Of those customers, 19% were influenced by promotional emails, but only 5% were influenced by social media. When asked how they prefer to be contacted, 64% of customers wanted to hear from retailers by email, while only 8% requested to be contacted through social media sites.
Considering the low cost of creating and testing emails, marketers have long recommended that brands put resources into understanding how to make their e-communications more effective. These are great takeaway lessons for digital communication teams at charities and nonprofits too.
In their recently released 2011 eNonprofit Benchmarks report, M+R Strategic Services noted that the average charity already has 1000 email addresses for every 110 Facebook fans… A gold-mine of potential for your development department if you’ve been maintaining clean and well-organized lists.

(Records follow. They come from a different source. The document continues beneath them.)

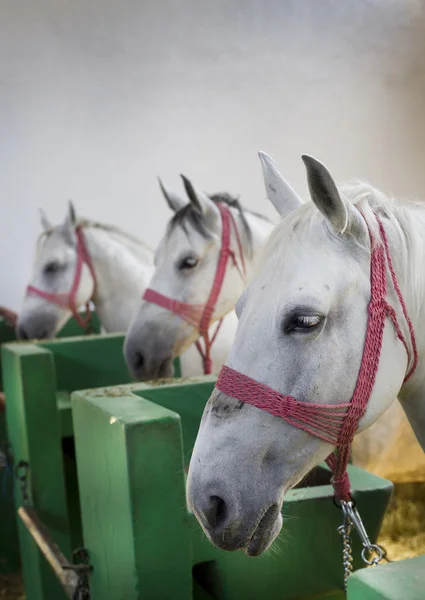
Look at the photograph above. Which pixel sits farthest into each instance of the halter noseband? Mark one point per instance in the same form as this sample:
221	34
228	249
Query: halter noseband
199	316
336	423
69	300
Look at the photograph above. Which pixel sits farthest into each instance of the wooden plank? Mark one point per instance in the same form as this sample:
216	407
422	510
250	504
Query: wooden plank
130	471
34	431
402	580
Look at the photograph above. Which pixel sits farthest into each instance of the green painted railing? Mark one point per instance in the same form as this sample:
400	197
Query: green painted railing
110	474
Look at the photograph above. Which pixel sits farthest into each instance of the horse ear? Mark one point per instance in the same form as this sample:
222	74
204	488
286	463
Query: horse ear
325	195
68	226
45	223
278	191
174	201
200	200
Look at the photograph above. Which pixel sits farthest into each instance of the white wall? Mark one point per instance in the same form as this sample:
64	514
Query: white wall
98	98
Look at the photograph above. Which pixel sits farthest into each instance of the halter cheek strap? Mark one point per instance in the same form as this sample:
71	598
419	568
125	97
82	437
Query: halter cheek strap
199	316
336	423
69	300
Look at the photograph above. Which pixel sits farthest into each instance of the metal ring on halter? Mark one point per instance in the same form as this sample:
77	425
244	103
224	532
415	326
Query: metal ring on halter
373	548
338	503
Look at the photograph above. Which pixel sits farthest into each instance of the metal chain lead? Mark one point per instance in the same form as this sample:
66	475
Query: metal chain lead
372	554
347	556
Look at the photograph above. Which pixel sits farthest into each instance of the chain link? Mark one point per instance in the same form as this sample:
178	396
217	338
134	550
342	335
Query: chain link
347	555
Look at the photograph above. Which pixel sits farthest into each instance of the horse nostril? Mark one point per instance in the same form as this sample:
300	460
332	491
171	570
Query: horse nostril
139	361
216	512
22	334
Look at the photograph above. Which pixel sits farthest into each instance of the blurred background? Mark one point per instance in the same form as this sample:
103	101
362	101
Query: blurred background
99	98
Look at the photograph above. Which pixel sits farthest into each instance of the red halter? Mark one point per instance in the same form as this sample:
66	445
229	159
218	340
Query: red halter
200	315
336	423
69	300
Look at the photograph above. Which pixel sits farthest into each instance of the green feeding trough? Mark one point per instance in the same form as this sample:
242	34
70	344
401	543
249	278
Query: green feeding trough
9	547
105	468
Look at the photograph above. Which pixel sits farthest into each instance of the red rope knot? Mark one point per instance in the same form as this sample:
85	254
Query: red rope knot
341	486
207	366
377	306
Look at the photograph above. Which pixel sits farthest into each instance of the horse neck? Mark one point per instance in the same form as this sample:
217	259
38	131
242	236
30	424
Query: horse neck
259	228
123	269
411	279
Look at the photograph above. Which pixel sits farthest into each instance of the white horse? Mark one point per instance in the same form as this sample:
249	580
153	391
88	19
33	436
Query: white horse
186	266
121	268
302	327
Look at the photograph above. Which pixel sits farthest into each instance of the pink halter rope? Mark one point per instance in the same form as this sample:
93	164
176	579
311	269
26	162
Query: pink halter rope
69	300
336	423
200	315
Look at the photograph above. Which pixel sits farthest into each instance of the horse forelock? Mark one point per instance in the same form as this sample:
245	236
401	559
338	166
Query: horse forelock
406	216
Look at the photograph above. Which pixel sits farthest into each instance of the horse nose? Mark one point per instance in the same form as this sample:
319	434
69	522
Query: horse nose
214	513
21	333
143	366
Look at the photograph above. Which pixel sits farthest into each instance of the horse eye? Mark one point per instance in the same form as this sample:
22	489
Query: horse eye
52	267
303	323
187	263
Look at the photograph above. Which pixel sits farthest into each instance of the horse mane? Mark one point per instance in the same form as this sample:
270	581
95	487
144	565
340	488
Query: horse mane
406	216
88	223
188	214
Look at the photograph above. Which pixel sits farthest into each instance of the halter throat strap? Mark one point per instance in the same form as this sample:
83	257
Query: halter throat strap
337	423
200	316
69	300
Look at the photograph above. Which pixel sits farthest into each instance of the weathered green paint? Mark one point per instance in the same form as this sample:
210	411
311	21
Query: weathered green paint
9	545
132	498
34	433
308	563
132	443
74	363
403	580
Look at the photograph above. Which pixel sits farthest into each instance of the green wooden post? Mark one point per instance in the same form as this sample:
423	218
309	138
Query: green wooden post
34	430
9	546
402	580
131	480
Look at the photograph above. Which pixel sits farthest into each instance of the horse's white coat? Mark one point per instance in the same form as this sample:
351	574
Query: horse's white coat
314	269
122	264
158	335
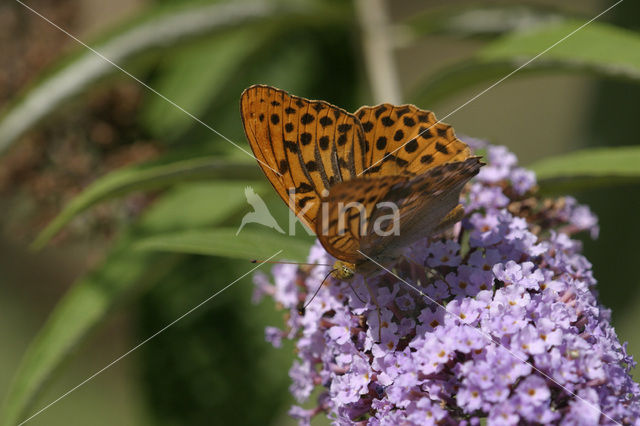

Email communications can complement social media-based projects in many different ways. When Children’s Miracle Network earned 100,000 “likes” on their Facebook fan page, they used colourful celebratory emails to ask their fanbase to head into Facebook to contribute to a photography project in support of the cause.
The Art Gallery of Ontario (AGO) sent a well-timed email announcement to their members to drive participation in a one-hour Twitter and Facebook “party” to win tickets to their signature fundraising gala: AGO Massive. The email included instructions explaining how to get involved in either or both of the popular networks.
Still worried that your younger supporters have abandoned email for sites like Facebook? That’s not necessarily the case. The Convio Next Generation of Canadian Giving report proved that over half of Gen Y, Gen X & Boomer generations agreed it was appropriate to receive an email appeal from a charitable cause they care about. Only a small minority found mobile & social media marketing appropriate.
There are other benefits to email, particularly in segmentation. Email communications can be tailored to speak to your supporters based on previous giving amount, location, fund interest, age & gender. These constituent details are more challenging to identify & respond to on social media channels.
Myths about social media and fundraising may get you down, but take heart from research suggesting that those who are active online for a cause are more likely to donate – potentially, seven times more likely to donate!
You may not have the perfect or most effective social media fundraising strategy in place today, but now is the time to plan for your future programs by gathering as much useful constituent data as possible. Do you collect mobile numbers, or social media handles with your donor information? Do you ask the question: “How do you want us to communicate with you?”
The next step for Canadian charities will be to explore how marketing and development teams can work together to convert the goodwill generated from social media support into measurable results for the organization’s mission. Charities and nonprofits can set the stage for more meaningful outcomes later, when remembering to go easy on themselves now. After all, we are all learning in this space together.